Hinzu kommt: Die Regierung positionierte sich in jüngster Vergangenheit gegen die sogenannte Istanbul-Konvention. Das Übereinkommen des Europarats aus dem Jahr 2011 soll Gewalt gegen Frauen, insbesondere häusliche Gewalt, eindämmen und die Gleichstellung von Mann und Frau stärken. Laut Erdogan sei die Konvention jedoch "sehr falsch", da es traditionelle Geschlechterbilder in Frage stelle. Damit brachte er Frauen im ganzen Land gegen sich auf.
"Das ist alles, was ich will..."
Aysel verbrachte acht Monate im Frauenhaus. Nachdem sie ihrem Ehemann zusicherte, dass er im Falle einer Scheidung keinen Unterhalt zahlen muss, ließen sie sich einvernehmlich scheiden. Irgendwann fand Aysel dann eine günstige Wohnung zur Miete, wo sie mit ihren Kindern hinzog. Die staatliche Sozialhilfe beträgt 175 Euro, die Miete für die Wohnung liegt bei 110 Euro.
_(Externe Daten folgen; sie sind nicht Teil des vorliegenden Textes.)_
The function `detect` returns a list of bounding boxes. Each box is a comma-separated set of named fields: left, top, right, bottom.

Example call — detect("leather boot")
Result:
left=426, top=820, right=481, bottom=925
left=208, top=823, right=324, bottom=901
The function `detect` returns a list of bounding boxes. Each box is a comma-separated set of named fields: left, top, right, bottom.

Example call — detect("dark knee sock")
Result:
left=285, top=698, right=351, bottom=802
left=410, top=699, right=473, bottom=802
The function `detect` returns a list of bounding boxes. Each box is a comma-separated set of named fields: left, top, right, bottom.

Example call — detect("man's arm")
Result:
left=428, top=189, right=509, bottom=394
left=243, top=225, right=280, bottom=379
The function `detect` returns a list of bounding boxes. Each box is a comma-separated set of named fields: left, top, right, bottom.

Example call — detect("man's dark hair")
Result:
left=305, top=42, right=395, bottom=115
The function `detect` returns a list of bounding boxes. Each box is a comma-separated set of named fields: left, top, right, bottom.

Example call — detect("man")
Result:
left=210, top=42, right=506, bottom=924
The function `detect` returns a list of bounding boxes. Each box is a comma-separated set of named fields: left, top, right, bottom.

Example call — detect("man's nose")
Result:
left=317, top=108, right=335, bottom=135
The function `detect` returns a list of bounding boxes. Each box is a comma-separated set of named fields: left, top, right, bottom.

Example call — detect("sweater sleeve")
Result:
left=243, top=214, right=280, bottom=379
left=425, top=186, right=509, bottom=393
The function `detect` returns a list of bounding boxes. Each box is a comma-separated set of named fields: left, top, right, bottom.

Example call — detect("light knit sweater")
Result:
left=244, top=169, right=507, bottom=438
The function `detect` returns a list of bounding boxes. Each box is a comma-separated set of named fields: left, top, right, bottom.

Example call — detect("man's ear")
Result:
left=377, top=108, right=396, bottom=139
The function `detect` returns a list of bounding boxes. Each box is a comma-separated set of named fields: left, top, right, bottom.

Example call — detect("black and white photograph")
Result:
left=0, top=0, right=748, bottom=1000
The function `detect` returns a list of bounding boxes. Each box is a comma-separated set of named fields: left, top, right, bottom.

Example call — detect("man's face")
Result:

Von dem restlichen Geld versucht sie, ihren Lebensunterhalt zu bestreiten. "Ich wünschte, die Behörden würden einmal vorbeischauen und sehen, was ich hier einstecken muss." Aufgrund der finanziellen Engpässe könne sie zudem die Mängel im Haus nicht beheben.
Aysel lebt auch nach der Scheidung noch in permanenter Angst, sie fühlt sich nicht sicher. Eine Verordnung soll zwar dafür sorgen, dass ihre personenbezogenen Daten gegenüber ihrem Ex-Mann verborgen bleiben. Die Verordnung gilt jedoch nicht für ihre Kinder. Aysel hat deshalb beschlossen, ihre Kinder nicht in der Schule anzumelden. Sie befürchtet, dass ihr geschiedener Ehemann dadurch ihren Wohnsitz herausfinden könnte. "Ich weiß, dass er dort am ersten Tag auf uns warten wird", so Aysel.
"Er wurde nie bestraft und deswegen hat er überhaupt keine Angst, er wird die Gewalt fortsetzen. Ich wünschte, jemand würde mir sagen:'Er ist nicht mehr hinter dir her, er wird dir nicht mehr weh tun'. Das ist alles, was ich will."
*Aus Sicherheitsgründen wird das Gesicht der Protagonistin nicht gezeigt und der Name geändert.